愛って、すべてを捨てて逃げてもいい
僕は、理屈じゃなく、すべてを捨てて、愛のために現実から逃げてしまおうとする人たちの儚さに、どこか憧れがあるんです。
例えば、イ・チャンドン監督の『オアシス』で、脳性麻痺の彼女をおぶった主人公の目の前で終電が過ぎ去ってしまい、気づくと彼女が健常者になっているシーン。あそこは2人が現実から逃げ切れなかったように見えて、蛍光灯に照らされて夢の中に入っていく演出に感動しました。
廣木隆一監督の『ヴァイブレータ』も、嘘みたいなトラックの中だけが2人の逃避場所ですし、『アイデン&ティティ』も好きなことをやっていく苦しさ、そうすることで襲ってくる現実、それでも続ける人たちへの愛が描かれている。監督・田口トモロヲさんから全若者へのラブレターのように感じます。
どれも最終的には、現実が待ち構えている。終わりがあるのも、愛の形ですからね。登場人物たちのように、逃げる、という選択肢がみんな常にあっていい気がしているんですよね。

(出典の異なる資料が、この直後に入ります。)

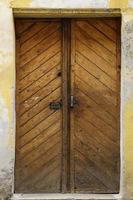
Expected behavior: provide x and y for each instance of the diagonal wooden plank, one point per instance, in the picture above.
(40, 47)
(40, 106)
(104, 28)
(38, 36)
(94, 58)
(32, 31)
(95, 46)
(106, 92)
(90, 105)
(39, 96)
(44, 124)
(98, 36)
(40, 71)
(43, 81)
(41, 138)
(95, 71)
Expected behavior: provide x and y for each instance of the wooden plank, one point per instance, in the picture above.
(95, 46)
(104, 28)
(98, 36)
(66, 99)
(95, 128)
(39, 128)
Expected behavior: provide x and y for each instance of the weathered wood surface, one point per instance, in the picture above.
(95, 134)
(39, 129)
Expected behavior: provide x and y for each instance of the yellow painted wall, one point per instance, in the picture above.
(7, 85)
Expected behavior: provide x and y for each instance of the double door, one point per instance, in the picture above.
(67, 106)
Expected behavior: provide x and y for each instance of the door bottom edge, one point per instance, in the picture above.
(58, 196)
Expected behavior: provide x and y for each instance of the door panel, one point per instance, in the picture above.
(39, 129)
(95, 119)
(76, 148)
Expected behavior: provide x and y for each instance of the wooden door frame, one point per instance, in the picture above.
(66, 13)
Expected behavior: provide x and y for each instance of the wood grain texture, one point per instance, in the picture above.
(39, 129)
(76, 149)
(95, 138)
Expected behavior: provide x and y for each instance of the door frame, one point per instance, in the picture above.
(76, 13)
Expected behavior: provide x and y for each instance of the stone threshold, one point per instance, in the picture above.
(66, 196)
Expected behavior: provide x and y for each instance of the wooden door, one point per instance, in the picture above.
(95, 119)
(75, 148)
(39, 128)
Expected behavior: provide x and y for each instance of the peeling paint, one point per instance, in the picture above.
(60, 3)
(118, 3)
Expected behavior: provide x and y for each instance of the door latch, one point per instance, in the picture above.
(55, 105)
(73, 101)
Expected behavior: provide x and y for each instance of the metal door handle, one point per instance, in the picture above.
(73, 101)
(55, 105)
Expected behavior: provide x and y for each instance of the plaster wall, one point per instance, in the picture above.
(7, 85)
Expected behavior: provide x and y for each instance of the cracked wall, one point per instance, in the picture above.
(7, 84)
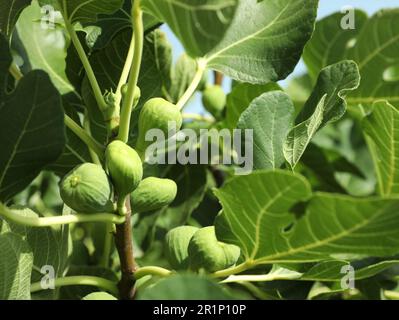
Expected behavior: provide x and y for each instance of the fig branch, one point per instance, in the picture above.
(87, 66)
(8, 214)
(128, 101)
(152, 271)
(101, 283)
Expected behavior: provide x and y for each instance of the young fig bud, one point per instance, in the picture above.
(152, 194)
(206, 252)
(124, 166)
(87, 189)
(156, 114)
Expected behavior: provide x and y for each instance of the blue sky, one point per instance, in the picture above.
(326, 7)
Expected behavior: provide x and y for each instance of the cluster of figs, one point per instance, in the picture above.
(89, 188)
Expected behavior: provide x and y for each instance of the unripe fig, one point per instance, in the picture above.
(87, 189)
(153, 193)
(176, 245)
(206, 252)
(124, 166)
(214, 100)
(156, 114)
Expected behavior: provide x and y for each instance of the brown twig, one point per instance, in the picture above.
(124, 245)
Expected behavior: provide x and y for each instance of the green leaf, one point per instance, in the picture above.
(330, 42)
(270, 116)
(265, 40)
(75, 152)
(199, 24)
(181, 77)
(9, 13)
(185, 287)
(42, 48)
(84, 11)
(191, 183)
(326, 104)
(255, 217)
(333, 270)
(79, 292)
(382, 132)
(268, 196)
(99, 296)
(31, 130)
(45, 245)
(15, 267)
(240, 97)
(300, 136)
(377, 56)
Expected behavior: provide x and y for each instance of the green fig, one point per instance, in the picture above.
(124, 166)
(87, 189)
(176, 245)
(152, 194)
(156, 114)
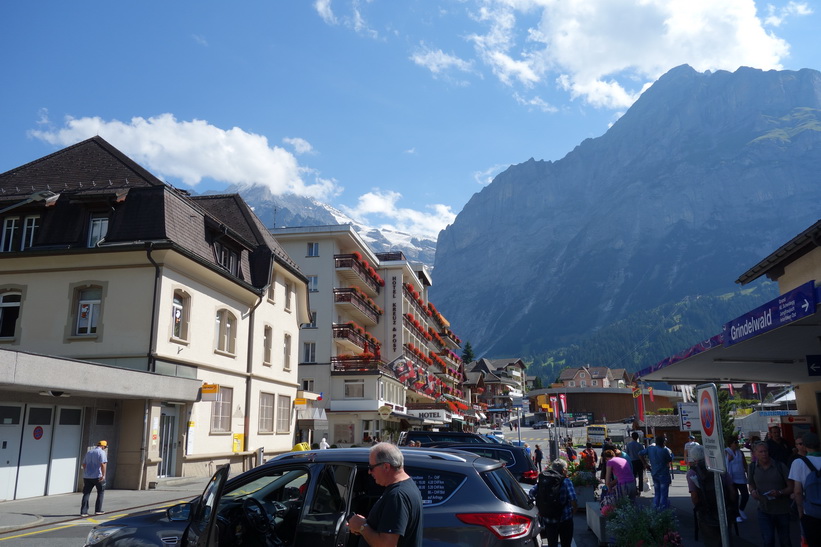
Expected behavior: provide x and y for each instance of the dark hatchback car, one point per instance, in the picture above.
(304, 499)
(515, 458)
(425, 437)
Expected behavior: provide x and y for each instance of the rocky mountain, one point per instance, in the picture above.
(292, 210)
(705, 175)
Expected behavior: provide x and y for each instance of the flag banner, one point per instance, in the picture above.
(640, 404)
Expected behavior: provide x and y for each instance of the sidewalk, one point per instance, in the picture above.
(31, 512)
(749, 535)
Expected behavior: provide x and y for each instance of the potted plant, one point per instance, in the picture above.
(627, 524)
(584, 482)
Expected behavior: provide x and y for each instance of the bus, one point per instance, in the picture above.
(596, 434)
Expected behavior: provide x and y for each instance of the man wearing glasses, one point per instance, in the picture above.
(396, 518)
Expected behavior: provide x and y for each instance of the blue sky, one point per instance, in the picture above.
(395, 111)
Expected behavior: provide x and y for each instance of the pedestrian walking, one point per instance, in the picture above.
(557, 524)
(737, 470)
(396, 517)
(538, 456)
(94, 468)
(807, 489)
(637, 463)
(660, 458)
(701, 485)
(619, 476)
(770, 487)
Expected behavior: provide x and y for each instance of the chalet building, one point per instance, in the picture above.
(496, 383)
(380, 353)
(133, 312)
(594, 377)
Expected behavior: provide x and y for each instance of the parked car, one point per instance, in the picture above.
(498, 433)
(304, 499)
(426, 437)
(515, 458)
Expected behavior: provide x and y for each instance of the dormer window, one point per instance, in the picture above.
(97, 229)
(227, 258)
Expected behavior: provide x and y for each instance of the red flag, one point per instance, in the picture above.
(640, 404)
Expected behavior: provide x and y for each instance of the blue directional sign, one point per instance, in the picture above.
(790, 306)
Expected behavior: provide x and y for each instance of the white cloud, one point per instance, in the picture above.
(378, 205)
(354, 21)
(776, 16)
(323, 8)
(193, 150)
(606, 52)
(300, 146)
(439, 62)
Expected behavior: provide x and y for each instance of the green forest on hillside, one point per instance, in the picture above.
(645, 338)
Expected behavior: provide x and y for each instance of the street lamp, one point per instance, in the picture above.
(43, 195)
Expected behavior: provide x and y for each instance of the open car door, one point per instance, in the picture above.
(201, 532)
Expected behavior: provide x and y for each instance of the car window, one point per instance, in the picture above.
(435, 485)
(276, 484)
(493, 453)
(505, 487)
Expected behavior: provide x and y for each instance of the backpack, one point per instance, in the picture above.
(548, 494)
(812, 490)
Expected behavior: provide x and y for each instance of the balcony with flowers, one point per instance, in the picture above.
(415, 300)
(416, 328)
(358, 304)
(363, 363)
(356, 270)
(354, 338)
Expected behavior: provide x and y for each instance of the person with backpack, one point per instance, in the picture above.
(589, 458)
(805, 473)
(556, 501)
(571, 452)
(660, 458)
(701, 484)
(771, 488)
(538, 456)
(737, 469)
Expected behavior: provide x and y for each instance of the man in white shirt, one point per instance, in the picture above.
(799, 473)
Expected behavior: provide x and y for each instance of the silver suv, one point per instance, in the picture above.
(304, 499)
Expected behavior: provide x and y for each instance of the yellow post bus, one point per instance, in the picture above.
(596, 434)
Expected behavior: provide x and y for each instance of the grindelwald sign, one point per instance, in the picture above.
(790, 306)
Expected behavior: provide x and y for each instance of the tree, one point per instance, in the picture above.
(467, 353)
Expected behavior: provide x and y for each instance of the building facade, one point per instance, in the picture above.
(380, 353)
(120, 299)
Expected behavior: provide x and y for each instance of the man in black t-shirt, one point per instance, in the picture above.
(396, 518)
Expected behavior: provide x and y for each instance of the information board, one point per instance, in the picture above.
(712, 436)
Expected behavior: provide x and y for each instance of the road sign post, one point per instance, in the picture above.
(712, 437)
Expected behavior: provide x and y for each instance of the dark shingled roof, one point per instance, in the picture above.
(92, 176)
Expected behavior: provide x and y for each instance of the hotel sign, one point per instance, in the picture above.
(790, 306)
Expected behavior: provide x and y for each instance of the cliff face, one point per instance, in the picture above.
(705, 175)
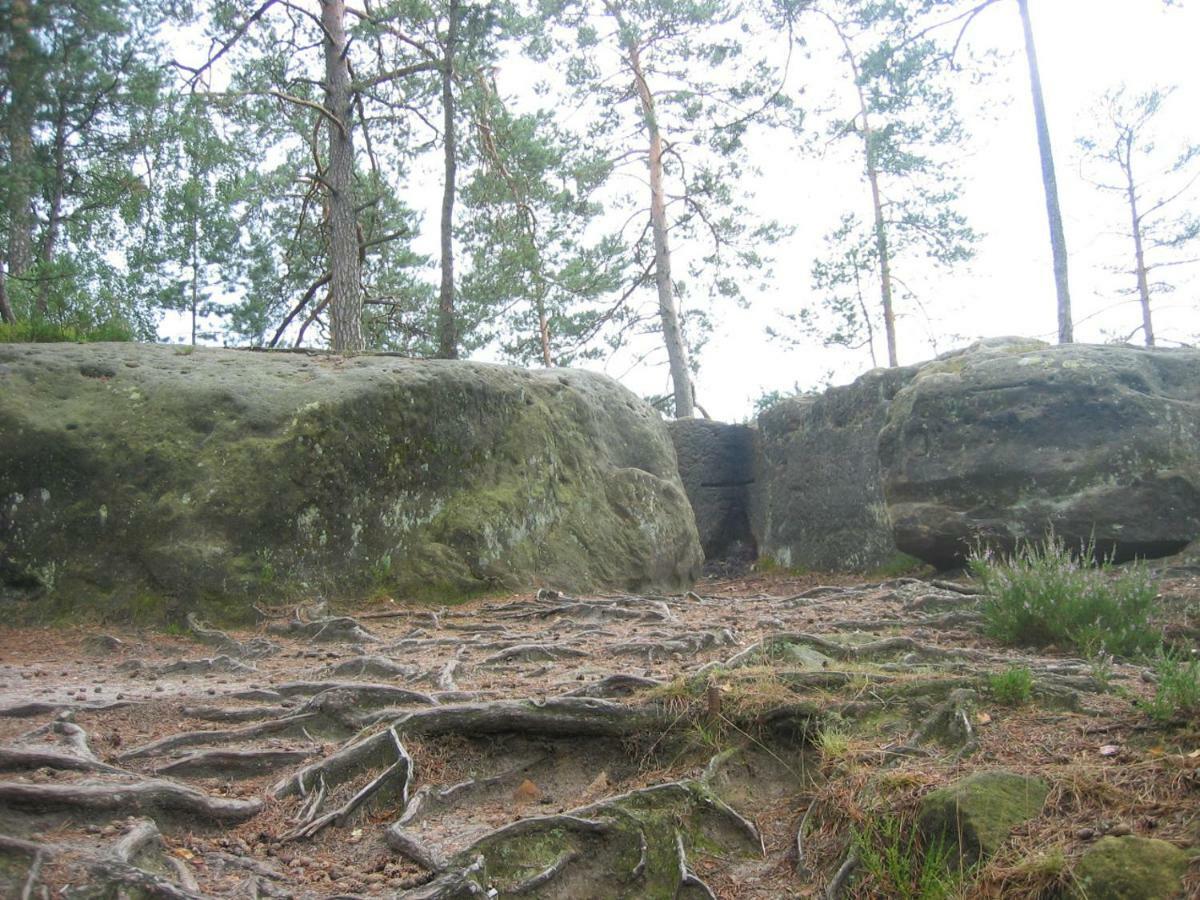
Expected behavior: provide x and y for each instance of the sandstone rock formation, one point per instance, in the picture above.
(817, 498)
(1008, 439)
(141, 477)
(717, 467)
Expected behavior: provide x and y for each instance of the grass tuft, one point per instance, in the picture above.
(1177, 691)
(1013, 687)
(897, 865)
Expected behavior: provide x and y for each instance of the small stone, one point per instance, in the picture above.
(977, 813)
(527, 792)
(1131, 868)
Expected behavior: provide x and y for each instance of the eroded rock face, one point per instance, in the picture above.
(717, 467)
(138, 475)
(1008, 439)
(817, 501)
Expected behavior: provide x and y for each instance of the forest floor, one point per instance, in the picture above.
(729, 743)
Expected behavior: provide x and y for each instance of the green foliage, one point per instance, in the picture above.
(895, 107)
(897, 865)
(1177, 689)
(1044, 593)
(79, 83)
(48, 333)
(1013, 687)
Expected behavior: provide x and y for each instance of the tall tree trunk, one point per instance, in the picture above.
(880, 223)
(19, 133)
(6, 313)
(1147, 327)
(448, 323)
(345, 285)
(669, 310)
(1057, 239)
(54, 219)
(881, 246)
(195, 299)
(547, 360)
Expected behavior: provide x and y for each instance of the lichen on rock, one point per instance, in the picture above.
(137, 474)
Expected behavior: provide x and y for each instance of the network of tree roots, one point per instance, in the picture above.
(556, 747)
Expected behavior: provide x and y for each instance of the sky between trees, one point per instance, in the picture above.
(282, 173)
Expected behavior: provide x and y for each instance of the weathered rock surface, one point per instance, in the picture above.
(1131, 868)
(817, 502)
(717, 467)
(977, 813)
(1008, 439)
(138, 475)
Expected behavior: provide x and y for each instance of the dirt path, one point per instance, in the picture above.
(724, 743)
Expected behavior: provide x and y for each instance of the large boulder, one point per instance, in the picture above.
(1009, 439)
(817, 502)
(717, 467)
(151, 478)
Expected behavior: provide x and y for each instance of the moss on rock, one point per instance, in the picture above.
(977, 813)
(1131, 868)
(220, 478)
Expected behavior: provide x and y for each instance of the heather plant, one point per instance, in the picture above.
(1048, 594)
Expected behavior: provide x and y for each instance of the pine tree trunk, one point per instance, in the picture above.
(6, 313)
(19, 133)
(54, 220)
(1057, 239)
(345, 285)
(1147, 327)
(448, 323)
(669, 311)
(881, 249)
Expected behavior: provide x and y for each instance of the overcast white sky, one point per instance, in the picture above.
(1085, 47)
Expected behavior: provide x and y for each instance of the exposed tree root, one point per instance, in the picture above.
(127, 797)
(22, 760)
(255, 648)
(233, 763)
(773, 646)
(684, 645)
(533, 653)
(337, 629)
(372, 667)
(203, 666)
(649, 831)
(615, 685)
(292, 724)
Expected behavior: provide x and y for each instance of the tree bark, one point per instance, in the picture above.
(1057, 239)
(54, 219)
(1138, 244)
(21, 141)
(6, 313)
(881, 243)
(448, 324)
(345, 286)
(880, 223)
(669, 310)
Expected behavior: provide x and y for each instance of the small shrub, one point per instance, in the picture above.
(1013, 687)
(897, 865)
(1045, 594)
(1177, 693)
(833, 742)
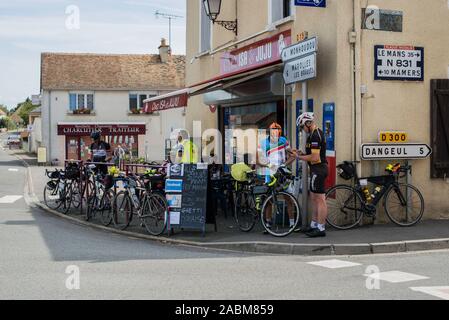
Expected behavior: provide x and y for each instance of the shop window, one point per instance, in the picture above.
(81, 101)
(206, 29)
(280, 9)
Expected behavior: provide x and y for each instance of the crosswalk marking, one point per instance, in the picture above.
(334, 264)
(10, 199)
(440, 292)
(396, 276)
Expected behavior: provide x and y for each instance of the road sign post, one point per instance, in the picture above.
(404, 151)
(300, 64)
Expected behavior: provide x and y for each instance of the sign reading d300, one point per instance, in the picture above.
(404, 63)
(378, 151)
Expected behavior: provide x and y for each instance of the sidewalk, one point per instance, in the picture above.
(427, 235)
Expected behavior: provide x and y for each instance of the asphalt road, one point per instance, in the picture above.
(44, 257)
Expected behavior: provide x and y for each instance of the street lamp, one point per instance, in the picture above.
(213, 8)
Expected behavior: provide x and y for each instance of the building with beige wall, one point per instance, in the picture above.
(347, 35)
(86, 92)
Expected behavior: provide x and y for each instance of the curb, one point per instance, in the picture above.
(278, 248)
(259, 246)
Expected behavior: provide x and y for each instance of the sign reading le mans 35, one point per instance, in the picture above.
(405, 63)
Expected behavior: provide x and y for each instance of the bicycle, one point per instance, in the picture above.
(348, 203)
(56, 191)
(268, 202)
(99, 199)
(137, 197)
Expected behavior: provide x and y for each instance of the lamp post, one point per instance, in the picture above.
(213, 8)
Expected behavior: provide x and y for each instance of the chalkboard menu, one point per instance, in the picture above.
(188, 208)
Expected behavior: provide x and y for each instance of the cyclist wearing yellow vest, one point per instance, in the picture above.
(189, 152)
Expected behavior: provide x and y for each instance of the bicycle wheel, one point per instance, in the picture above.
(344, 207)
(280, 214)
(154, 214)
(52, 195)
(105, 209)
(122, 210)
(404, 205)
(66, 200)
(245, 211)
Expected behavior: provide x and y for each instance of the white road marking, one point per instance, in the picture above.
(439, 292)
(334, 264)
(396, 276)
(10, 199)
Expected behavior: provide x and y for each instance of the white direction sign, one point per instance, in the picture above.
(301, 69)
(378, 151)
(405, 63)
(300, 49)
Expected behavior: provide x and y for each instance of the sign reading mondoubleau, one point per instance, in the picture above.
(300, 61)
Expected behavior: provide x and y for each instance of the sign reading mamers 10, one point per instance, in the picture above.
(256, 55)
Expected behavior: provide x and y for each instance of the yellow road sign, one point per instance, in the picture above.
(393, 137)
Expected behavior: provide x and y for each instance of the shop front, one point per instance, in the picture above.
(121, 135)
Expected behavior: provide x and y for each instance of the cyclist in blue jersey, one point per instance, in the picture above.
(273, 152)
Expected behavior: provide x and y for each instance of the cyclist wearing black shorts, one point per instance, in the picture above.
(316, 159)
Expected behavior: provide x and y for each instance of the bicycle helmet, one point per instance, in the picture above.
(95, 135)
(305, 117)
(275, 125)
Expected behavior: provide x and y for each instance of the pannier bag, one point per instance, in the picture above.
(346, 170)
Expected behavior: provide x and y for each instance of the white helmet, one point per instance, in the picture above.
(303, 118)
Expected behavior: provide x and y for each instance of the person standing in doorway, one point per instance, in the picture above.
(100, 151)
(315, 156)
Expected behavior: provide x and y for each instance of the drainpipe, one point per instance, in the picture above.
(49, 127)
(357, 83)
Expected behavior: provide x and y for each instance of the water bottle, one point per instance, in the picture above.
(134, 197)
(377, 190)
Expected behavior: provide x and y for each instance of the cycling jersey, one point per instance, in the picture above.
(275, 153)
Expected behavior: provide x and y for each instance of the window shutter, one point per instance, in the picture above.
(440, 128)
(276, 10)
(72, 98)
(132, 101)
(90, 101)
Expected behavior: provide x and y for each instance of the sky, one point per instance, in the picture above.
(29, 27)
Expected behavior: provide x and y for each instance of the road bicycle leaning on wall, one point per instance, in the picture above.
(403, 203)
(277, 209)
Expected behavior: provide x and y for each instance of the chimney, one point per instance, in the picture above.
(164, 51)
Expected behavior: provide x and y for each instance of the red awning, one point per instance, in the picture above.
(179, 99)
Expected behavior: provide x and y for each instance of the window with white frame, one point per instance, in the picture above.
(81, 100)
(136, 99)
(280, 9)
(205, 29)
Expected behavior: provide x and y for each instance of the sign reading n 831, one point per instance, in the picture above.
(378, 151)
(404, 63)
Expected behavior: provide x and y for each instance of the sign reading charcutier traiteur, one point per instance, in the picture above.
(404, 63)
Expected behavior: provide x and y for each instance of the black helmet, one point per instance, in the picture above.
(95, 135)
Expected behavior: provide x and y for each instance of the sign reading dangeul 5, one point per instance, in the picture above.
(377, 151)
(404, 63)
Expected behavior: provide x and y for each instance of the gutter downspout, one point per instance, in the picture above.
(49, 126)
(357, 84)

僕が好きな監督には、そこにいる人をただ受け入れるという共通した視点があるなと。石井裕也監督の『愛にイナズマ』の、僕が長男役の池松壮亮さんの鼻血に触れるという演出は、自分からはやらないだろうなと思った場面なんです。「手当て」という言葉があるように、人に触れるという不思議な力や、一歩踏み出して触れようという石井さんの愛情深さを改めて感じる作品です。